Condition = ( prev_guess - guess ) / prev_guess = -0.5
So to make it positive , i put
if ( ( (prev_guess - guess ) / prev_guess ) < 0 )
{
(( prev_guess - guess ) / prev_guess ) * -1
}

So when n is negative , it will become infinite loop

I put another if , else
if ( n >= 0)
....
else
cout << "Out of the range"

can i do that??

[Plus]

the most important things are two:

1. will the loops break ?

2. does that code gives you the expected results ?

[mixch_s]

Loops will be break whenever the user input negative input
it will cout << " out of the range"

and the programme is output what i expected..

i just wondering whether is there any square root negative integer....

[prabhakar.balakrishna]

mixch_s, on 26 Mar, 2009 - 12:28 AM, said:

Can babylonian algorithm compute the negative integer?

The question is like this
1. Make a 'guess' ( you can pick n / 2 as your initial guess )
2. Compute r = n / guess
3. Set guess = ( guess + r ) / 2
4. Go bck to step 2 for many iterations as necessary. The more that step 2 and 3 repeated, the closer ' guess' will become to the square root of n.

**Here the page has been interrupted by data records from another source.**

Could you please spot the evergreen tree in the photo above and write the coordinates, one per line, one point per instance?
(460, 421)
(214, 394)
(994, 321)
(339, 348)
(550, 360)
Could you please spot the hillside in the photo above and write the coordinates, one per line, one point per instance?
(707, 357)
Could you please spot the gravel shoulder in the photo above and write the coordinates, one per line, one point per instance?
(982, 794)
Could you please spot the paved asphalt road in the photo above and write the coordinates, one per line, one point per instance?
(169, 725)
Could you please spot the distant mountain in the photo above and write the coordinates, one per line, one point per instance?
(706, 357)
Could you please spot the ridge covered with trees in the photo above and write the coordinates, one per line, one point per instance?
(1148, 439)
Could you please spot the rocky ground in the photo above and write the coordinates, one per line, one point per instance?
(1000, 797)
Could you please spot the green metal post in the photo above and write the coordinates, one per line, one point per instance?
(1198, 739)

Write a program that inputs an integer for n, iterates through the Babylonian Algorithm until ' guess ' is within 1% of the previous guess and outputs the answer as a double

For example i input n = 2;
i make do - while
the condition is while ( ( prev_guess - guess ) / prev_guess ) > 0.01

prev_guess = 1
r = 2
guess = ( prev_guess + r ) / 2 = 1.5

Condition = ( prev_guess - guess ) / prev_guess = -0.5
So to make it positive , i put
if ( ( (prev_guess - guess ) / prev_guess ) < 0 )
{
(( prev_guess - guess ) / prev_guess ) * -1
}

So when n is negative , it will become infinite loop

I put another if , else
if ( n >= 0)
....
else
cout << "Out of the range"

can i do that??

Not only babylonian,any ancient square root algorithms won't give results for negative values.Since at that time there is no assumptions over complex numbers..

It is better to go for newton raphson method (also same as heron's method) of square root computing.

In our research we have proved that bakshali square root method is faster than any other methods existing today.